Ennahdha a estimé dans un communiqué que les condamnations prononcées mercredi "prouvent (son) innocence". Le parti a dénoncé "une volonté de certains courants idéologiques et partis politiques de l'accuser à tort".

"Dans leur communiqué, ils affirment que les coupables ont été trouvés et que le dossier est clos mais ce n'est pas vrai", a rétorqué Abdelmajid Belaïd, assurant qu'il y aurait "bientôt un autre procès d'autres accusés qui étaient en relation directe avec Rached Ghannouchi", chef d'Ennahdha et principale figure de l'opposition, emprisonné depuis plus d'un an.

Moratoire 

Des peines de 2 à 120 ans d'emprisonnement ont aussi été prononcées contre d'autres inculpés tandis que cinq individus ont bénéficié d'un non-lieu.

Si la justice tunisienne prononce régulièrement des condamnations à la peine capitale, notamment dans des affaires de terrorisme, un moratoire est appliqué de facto depuis les dernières exécutions menées en octobre 1991 lorsque trois membres d'Ennahdha avaient été pendus sous le régime du dictateur Zine El Abidine Ben Ali.

Des jihadistes ralliés au groupe Etat islamique (EI) avaient revendiqué l'assassinat de Chokri Belaïd ainsi que celui, six mois plus tard, du député Mohamed Brahmi, une autre figure de l'opposition de gauche.

Les autorités tunisiennes avaient annoncé en février 2014 la mort de Kamel Gadhgadhi, considéré comme le principal auteur de l'assassinat de Chokri Belaïd, pendant une opération antiterroriste.

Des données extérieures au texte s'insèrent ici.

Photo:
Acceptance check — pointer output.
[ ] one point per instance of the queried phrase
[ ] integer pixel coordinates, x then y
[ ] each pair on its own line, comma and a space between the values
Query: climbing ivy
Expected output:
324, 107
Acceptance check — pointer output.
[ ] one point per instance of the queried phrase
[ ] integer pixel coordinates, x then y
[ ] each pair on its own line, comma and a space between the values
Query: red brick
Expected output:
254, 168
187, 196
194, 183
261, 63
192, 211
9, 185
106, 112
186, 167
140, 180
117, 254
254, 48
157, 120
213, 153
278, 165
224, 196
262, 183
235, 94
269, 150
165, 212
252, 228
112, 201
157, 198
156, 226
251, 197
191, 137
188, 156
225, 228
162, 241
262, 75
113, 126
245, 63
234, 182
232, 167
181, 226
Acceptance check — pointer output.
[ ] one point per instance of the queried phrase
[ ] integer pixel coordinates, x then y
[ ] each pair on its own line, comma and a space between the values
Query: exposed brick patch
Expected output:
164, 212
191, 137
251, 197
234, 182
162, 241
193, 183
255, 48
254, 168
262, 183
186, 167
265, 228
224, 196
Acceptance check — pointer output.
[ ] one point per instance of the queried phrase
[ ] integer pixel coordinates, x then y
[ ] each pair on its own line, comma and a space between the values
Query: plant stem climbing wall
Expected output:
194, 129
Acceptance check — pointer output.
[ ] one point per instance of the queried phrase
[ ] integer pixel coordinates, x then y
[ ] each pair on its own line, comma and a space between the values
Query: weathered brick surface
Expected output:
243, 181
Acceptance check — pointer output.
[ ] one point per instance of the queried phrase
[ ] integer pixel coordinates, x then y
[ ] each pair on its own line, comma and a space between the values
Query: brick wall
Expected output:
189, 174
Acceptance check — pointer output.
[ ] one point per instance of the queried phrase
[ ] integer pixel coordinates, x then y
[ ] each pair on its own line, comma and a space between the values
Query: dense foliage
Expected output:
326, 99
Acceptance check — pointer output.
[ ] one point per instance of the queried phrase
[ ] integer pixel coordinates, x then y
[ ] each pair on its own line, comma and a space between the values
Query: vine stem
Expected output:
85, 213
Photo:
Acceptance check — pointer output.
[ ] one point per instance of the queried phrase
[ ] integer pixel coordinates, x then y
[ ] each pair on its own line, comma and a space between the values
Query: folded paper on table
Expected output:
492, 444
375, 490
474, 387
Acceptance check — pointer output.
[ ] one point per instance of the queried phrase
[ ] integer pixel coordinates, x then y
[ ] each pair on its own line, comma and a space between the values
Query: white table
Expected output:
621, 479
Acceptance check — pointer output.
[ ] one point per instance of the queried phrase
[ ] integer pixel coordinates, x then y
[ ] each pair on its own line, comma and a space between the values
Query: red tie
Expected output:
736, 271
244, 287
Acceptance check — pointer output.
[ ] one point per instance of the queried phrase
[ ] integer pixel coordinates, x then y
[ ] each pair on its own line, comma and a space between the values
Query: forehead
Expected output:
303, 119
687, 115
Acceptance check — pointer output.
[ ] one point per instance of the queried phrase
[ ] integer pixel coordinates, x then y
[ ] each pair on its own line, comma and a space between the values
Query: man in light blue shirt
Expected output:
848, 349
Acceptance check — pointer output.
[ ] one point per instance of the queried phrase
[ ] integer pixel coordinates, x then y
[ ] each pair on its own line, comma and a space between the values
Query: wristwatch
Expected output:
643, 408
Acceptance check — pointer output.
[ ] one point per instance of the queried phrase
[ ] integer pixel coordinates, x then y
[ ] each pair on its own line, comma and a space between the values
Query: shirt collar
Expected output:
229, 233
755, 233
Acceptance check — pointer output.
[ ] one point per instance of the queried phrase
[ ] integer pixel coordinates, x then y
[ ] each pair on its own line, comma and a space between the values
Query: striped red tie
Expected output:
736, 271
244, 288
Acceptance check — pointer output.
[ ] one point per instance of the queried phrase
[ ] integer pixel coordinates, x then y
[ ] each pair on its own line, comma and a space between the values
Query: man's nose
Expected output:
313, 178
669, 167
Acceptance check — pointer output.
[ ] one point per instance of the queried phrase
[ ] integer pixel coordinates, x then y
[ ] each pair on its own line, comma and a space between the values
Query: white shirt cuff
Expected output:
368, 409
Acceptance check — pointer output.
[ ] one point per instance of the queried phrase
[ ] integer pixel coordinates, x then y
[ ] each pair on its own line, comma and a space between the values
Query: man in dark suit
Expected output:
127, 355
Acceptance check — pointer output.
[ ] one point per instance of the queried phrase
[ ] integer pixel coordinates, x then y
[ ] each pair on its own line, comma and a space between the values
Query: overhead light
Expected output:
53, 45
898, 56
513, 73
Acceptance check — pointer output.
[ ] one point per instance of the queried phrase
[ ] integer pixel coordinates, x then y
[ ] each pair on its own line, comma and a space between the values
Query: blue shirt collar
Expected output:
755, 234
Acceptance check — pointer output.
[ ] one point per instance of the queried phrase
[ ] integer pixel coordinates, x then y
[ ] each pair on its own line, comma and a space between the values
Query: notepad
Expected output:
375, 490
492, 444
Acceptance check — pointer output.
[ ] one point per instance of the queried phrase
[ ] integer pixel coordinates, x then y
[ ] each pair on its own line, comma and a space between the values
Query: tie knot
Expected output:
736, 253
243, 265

Chokri Belaïd et Mohamed Brahmi s'opposaient à la politique d'Ennahdha, qui a dominé le Parlement et le gouvernement après la révolution tunisienne de 2011 jusqu'à un coup de force de l'actuel président Kais Saied qui s'est arrogé les pleins pouvoirs en juillet 2021.

Les deux assassinats avaient constitué un tournant pour la Tunisie, berceau du Printemps arabe alors en pleine transition démocratique, en provoquant des manifestations et une crise politique au terme de laquelle Ennahdha avait dû céder le pouvoir à un gouvernement de technocrates en 2014.

En juin 2022, le président Kais Saied, qui considère l'assassinat des deux "martyrs" comme une cause nationale, avait ordonné la révocation de dizaines de magistrats soupçonnant certains d'avoir entravé l'enquête, faisant écho aux récriminations des familles et de la défense des deux opposants.

Ennahdha a toujours nié toute implication et après les assassinats, avait classé comme organisation terroriste le mouvement salafiste jihadiste Ansar al-Charia, toléré dans le pays depuis la chute de Ben Ali.

A l'époque, la Tunisie avait également connu un essor des groupes jihadistes avec des milliers d'islamistes partis combattre en Syrie, Irak et Libye.

Des attentats avaient également fait des dizaines de morts, dont près de 60 touristes tués en 2015 au musée du Bardo à Tunis et dans la station balnéaire de Sousse.